The list below provides a basic glossary for those who
are new to binary instrumentation. It also clarifies ambiguities
when certain terms have different
contextual meanings, for example, the ROCm Systems Profiler meaning of the term "module"
when instrumenting Python.
**Binary**
A file written in the Executable and Linkable Format (ELF). This is the standard file
format for executable files, shared libraries, etc.
**Binary instrumentation**
Inserting callbacks to instrumentation into an existing binary. This can be performed
statically or dynamically.
**Static binary instrumentation**
Loads an existing binary, determines instrumentation points, and generates a new binary
with instrumentation directly embedded. It is applicable to executables and libraries but
limited to only the functions defined in the binary. This is also known as **Binary rewrite**.

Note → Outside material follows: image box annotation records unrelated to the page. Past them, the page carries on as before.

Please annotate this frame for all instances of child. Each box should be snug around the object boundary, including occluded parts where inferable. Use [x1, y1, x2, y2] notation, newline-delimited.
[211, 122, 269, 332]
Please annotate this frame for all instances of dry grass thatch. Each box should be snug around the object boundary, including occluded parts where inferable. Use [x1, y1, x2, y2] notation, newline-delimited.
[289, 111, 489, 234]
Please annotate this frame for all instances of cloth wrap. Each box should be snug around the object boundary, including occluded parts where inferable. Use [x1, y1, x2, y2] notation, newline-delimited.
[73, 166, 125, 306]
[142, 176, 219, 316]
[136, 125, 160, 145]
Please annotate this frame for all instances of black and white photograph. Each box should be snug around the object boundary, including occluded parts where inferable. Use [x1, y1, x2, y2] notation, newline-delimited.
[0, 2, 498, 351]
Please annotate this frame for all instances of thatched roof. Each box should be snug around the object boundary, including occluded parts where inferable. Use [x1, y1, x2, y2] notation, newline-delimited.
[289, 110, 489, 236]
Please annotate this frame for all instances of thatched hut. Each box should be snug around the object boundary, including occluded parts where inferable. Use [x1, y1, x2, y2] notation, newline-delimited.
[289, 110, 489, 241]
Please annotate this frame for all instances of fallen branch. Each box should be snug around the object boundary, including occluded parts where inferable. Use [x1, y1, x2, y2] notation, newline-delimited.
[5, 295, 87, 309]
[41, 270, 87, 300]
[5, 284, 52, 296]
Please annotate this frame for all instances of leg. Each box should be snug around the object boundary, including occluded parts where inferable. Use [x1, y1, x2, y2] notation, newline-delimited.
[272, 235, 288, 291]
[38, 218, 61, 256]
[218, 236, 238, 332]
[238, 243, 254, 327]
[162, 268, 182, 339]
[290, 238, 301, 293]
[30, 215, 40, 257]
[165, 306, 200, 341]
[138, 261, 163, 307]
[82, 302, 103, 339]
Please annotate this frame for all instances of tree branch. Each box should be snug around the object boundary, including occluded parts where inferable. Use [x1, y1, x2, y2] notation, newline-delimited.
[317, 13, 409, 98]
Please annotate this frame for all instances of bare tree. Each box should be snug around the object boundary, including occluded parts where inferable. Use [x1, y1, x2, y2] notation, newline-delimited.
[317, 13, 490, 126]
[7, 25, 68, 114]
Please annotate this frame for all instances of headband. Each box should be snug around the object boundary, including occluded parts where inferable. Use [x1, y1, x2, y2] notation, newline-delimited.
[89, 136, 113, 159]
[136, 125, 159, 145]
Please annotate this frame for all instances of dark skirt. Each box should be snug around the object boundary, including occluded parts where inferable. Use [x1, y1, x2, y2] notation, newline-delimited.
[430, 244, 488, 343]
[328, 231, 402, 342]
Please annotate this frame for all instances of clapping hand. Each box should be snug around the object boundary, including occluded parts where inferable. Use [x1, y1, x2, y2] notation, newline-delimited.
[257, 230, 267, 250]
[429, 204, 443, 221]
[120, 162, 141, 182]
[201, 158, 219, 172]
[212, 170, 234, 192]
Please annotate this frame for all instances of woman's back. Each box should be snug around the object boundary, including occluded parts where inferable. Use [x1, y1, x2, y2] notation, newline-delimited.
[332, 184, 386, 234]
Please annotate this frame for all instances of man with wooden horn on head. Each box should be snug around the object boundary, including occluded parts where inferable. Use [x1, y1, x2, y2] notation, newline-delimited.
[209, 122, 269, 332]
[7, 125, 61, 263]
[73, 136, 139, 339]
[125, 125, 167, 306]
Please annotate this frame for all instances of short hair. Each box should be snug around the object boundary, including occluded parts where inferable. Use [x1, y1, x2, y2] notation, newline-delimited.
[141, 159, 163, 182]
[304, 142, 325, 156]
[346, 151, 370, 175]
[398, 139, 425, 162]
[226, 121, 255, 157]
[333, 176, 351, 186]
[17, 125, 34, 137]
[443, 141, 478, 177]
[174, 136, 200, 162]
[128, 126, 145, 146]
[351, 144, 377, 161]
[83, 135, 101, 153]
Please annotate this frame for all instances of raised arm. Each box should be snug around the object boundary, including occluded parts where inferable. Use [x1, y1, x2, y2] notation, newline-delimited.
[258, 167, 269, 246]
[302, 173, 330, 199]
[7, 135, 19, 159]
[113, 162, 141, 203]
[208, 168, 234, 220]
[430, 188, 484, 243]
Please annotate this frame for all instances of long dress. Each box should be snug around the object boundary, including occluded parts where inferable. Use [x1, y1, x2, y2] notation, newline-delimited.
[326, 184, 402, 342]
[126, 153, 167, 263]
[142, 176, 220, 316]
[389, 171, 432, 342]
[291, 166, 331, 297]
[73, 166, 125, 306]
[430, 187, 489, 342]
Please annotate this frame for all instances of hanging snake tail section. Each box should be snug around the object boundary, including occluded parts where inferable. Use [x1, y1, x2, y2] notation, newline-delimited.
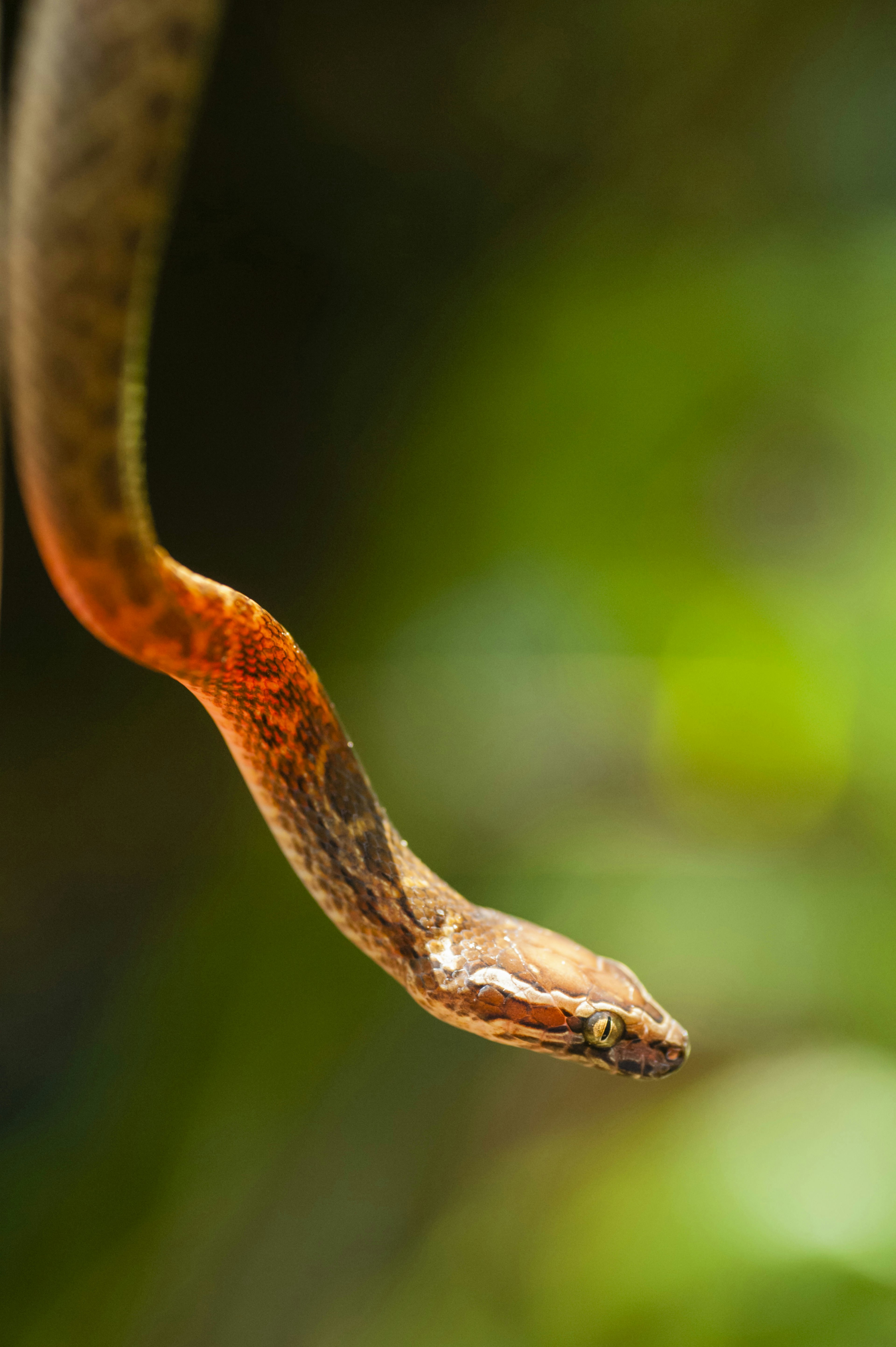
[9, 0, 441, 981]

**Dynamic binary instrumentation**
Loads an existing binary into memory, inserts instrumentation, and runs the binary.
It is limited to executables but is capable of instrumenting linked libraries.
This is also known as **Runtime instrumentation**.
**Statistical sampling**
At periodic intervals, the application is paused and the current call-stack of the CPU
is recorded along with various other metrics. It uses timers that measure either
(A) real clock time or (B) the CPU time used by the current thread and the CPU time
expended on behalf of the thread by the system. This is also known as simply **sampling**.
**Sampling rate**
* The period at which (A) or (B) are triggered (in units of ``# interrupts / second``)

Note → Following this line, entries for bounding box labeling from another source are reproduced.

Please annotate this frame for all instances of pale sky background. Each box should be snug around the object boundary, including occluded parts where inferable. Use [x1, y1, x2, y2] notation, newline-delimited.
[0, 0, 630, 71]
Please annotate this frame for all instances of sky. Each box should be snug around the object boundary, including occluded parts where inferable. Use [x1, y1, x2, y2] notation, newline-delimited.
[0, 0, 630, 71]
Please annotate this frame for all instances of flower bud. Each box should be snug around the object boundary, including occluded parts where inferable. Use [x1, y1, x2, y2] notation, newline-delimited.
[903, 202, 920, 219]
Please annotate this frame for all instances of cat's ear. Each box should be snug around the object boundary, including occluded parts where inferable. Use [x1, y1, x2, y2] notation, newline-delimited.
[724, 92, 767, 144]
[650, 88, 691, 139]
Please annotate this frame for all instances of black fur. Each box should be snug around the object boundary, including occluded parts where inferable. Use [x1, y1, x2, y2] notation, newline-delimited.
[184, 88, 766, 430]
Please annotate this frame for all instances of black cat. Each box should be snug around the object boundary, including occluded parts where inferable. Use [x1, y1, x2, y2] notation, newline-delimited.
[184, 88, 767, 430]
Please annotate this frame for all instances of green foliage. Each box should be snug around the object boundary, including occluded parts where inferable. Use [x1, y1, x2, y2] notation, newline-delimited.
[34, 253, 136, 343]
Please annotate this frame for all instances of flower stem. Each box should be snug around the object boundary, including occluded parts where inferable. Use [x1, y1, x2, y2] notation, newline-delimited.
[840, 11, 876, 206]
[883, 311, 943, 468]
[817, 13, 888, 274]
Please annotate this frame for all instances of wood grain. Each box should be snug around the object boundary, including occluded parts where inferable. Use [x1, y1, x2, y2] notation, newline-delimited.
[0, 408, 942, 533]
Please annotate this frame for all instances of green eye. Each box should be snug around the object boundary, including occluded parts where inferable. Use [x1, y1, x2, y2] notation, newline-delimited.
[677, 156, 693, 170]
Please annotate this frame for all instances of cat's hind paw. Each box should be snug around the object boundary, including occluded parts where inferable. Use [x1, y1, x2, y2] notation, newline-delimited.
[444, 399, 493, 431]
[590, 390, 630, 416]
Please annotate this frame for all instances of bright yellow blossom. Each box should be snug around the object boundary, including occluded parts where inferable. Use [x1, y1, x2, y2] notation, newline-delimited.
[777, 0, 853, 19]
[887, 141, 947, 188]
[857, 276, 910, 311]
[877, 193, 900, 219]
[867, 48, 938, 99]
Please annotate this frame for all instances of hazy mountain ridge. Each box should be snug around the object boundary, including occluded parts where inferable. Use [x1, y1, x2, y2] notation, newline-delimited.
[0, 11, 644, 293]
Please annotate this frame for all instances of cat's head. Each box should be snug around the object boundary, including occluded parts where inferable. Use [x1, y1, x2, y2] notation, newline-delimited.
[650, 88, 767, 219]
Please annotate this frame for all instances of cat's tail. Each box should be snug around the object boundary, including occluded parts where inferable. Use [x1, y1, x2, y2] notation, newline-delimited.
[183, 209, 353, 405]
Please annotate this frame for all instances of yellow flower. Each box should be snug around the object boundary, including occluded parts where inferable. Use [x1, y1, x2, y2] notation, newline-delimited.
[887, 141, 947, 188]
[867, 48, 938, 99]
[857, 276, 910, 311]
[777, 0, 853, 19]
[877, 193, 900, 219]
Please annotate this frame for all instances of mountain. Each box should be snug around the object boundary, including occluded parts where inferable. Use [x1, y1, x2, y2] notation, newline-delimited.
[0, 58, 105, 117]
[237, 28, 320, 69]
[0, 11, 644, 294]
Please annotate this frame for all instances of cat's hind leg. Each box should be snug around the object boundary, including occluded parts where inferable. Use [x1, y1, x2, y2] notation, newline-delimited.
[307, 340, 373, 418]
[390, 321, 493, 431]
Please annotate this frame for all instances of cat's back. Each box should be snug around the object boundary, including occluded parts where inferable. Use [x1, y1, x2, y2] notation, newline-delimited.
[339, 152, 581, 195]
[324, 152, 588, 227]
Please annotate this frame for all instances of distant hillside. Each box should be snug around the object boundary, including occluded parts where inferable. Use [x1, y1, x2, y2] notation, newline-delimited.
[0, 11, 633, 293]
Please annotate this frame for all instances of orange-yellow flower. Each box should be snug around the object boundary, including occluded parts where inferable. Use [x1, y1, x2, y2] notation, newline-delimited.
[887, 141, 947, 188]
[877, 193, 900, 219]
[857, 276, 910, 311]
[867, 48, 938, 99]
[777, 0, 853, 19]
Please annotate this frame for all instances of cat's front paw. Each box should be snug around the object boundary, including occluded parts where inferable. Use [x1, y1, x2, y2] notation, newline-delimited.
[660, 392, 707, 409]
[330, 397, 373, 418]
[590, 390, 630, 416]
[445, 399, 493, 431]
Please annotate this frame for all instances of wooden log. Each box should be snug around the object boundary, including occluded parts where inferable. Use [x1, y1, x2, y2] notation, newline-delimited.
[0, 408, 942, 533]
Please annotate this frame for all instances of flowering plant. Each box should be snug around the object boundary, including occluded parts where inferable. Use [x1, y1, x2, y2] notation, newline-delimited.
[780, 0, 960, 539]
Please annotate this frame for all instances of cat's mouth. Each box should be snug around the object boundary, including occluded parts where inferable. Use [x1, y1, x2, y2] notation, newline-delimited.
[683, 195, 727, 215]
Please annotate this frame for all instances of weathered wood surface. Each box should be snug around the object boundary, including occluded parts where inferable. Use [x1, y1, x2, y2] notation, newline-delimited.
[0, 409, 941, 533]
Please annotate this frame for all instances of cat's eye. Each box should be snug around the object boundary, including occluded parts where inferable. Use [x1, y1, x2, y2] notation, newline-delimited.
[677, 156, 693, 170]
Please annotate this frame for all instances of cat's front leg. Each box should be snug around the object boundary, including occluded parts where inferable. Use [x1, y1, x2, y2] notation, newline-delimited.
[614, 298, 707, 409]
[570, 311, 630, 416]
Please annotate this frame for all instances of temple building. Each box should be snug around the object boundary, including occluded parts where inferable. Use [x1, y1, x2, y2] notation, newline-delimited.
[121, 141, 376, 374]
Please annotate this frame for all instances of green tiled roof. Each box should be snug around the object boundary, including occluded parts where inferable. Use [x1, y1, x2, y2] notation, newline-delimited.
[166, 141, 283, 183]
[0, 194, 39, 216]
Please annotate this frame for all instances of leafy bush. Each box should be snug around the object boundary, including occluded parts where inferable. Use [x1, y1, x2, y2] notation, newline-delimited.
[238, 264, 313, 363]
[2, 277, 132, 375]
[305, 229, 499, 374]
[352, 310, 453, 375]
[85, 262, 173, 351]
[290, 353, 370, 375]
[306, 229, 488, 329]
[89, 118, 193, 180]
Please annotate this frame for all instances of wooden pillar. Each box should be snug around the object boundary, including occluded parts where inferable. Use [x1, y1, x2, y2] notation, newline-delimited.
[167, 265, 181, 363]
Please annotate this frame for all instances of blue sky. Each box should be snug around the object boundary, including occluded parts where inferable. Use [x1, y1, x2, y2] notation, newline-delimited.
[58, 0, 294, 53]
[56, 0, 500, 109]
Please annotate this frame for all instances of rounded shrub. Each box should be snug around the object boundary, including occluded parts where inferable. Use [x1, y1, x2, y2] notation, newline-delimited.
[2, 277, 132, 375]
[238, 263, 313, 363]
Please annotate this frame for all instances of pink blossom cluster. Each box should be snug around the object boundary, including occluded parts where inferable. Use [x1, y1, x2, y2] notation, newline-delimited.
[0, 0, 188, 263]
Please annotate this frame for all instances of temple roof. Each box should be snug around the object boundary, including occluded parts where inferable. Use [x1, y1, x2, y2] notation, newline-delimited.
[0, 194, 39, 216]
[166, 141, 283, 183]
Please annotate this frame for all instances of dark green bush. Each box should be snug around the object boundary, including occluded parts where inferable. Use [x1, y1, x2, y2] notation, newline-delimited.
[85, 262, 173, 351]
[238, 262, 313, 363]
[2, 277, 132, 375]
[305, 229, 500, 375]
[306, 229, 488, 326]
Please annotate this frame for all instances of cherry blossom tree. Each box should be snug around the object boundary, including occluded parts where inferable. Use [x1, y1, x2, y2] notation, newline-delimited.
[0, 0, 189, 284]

* Higher values increase the number of samples
**Sampling delay**
* How long to wait before (A) and (B) begin triggering at their designated rate
**Sampling duration**
* The amount of time (in real-time) after the start of the application to record samples.
* After this time limit has been reached, no more samples are recorded.
**Process sampling**
At periodic (real-time) intervals, a background thread records global metrics without
interrupting the current process. These metrics include, but are not limited to:
CPU frequency, CPU memory high-water mark (i.e. peak memory usage), GPU temperature,
and GPU power usage.
**Sampling rate**
* The real-time period for recording metrics (in units of ``# measurements / second``)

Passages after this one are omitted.